Conséquences sur les habitants et l’environnement

Enfin cette surpêche, si elle n’est pas traitée en urgence, risque d’entraîner une catastrophe écologique. Selon l’Organisation des Nations unies pour l’alimentation et l’agriculture en 2020, les sardinelles et bongas sont surexploités en Afrique de l’Ouest. Des espèces qui sont pourtant largement utilisées par les usines de farine et d’huile de poisson.

En effet, Il ne faut pas moins de 4.5 kg de ces poissons pour produire seulement 1kg de farine. Pire encore, pour contenter cette demande en poisson, certains pêcheurs n’hésitent plus à pêcher des poissons juvéniles, empêchant la reconstitution des réserves de l’océan et contribuant au problème de la pénurie de poissons.

Compte tenu de ce potentiel désastre, la Gambie doit davantage se préoccuper de la question de la surpêche, de son impact environnemental et de ses conséquences pour les habitants des villages côtiers.

Conformément à leurs obligations en vertu des traités internationaux et régionaux de protection des droits humains, les autorités doivent protéger les droits des individus au travail, à l’alimentation et à un environnement propre, sain et durable.

Pour se faire, le pays doit absolument investir de manière substantielle pour lutter efficacement contre la pêche illégale, y compris en dotant la marine de moyens adéquats pour contrôler les eaux gambiennes.

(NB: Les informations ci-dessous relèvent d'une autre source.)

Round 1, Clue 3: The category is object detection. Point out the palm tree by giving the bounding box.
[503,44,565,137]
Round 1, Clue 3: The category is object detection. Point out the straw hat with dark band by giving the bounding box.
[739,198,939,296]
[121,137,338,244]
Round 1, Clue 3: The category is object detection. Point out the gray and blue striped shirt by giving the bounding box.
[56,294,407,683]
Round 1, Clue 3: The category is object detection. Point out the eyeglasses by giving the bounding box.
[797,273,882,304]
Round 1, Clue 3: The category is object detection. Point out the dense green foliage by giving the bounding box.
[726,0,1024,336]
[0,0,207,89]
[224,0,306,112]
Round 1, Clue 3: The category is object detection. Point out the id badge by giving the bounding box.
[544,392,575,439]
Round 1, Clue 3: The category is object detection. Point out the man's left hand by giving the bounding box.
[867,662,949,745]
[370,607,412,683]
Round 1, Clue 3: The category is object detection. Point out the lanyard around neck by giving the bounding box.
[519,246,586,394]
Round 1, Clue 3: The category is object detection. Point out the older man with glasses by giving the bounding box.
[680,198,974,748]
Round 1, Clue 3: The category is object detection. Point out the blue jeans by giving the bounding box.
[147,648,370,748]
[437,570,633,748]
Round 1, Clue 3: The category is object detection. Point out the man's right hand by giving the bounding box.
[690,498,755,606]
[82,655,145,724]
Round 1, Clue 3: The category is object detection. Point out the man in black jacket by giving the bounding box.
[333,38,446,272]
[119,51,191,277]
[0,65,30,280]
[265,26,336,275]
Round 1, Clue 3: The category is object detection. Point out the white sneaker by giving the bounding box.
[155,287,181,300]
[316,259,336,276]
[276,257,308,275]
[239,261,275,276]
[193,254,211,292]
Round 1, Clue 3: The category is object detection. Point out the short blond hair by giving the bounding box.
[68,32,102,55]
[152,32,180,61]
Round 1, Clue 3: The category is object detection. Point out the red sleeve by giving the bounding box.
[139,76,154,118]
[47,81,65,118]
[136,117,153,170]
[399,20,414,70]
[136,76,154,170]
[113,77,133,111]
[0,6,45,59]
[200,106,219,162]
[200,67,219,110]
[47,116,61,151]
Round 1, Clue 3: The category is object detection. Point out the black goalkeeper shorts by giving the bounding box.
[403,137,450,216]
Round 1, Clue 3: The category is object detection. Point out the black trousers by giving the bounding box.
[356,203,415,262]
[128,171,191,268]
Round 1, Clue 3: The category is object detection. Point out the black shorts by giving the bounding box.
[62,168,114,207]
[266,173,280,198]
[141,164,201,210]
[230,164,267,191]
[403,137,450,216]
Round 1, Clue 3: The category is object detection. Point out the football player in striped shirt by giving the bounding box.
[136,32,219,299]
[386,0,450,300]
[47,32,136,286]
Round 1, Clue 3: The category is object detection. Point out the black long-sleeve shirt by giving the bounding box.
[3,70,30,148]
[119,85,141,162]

Les autorités doivent également réguler la pêche pour garantir un stock de poissons suffisant et répondre aux besoins de la population. Notamment, l’Etat doit s’assurer que les usines de farine et d’huile de poisson prennent les mesures nécessaires pour s’acquitter de leurs responsabilités en matière de respect des droits humains ou, à défaut, envisager leur fermeture. L’inaction ne peut être une option, car le coût humain et environnemental de la surpêche est déjà lourd.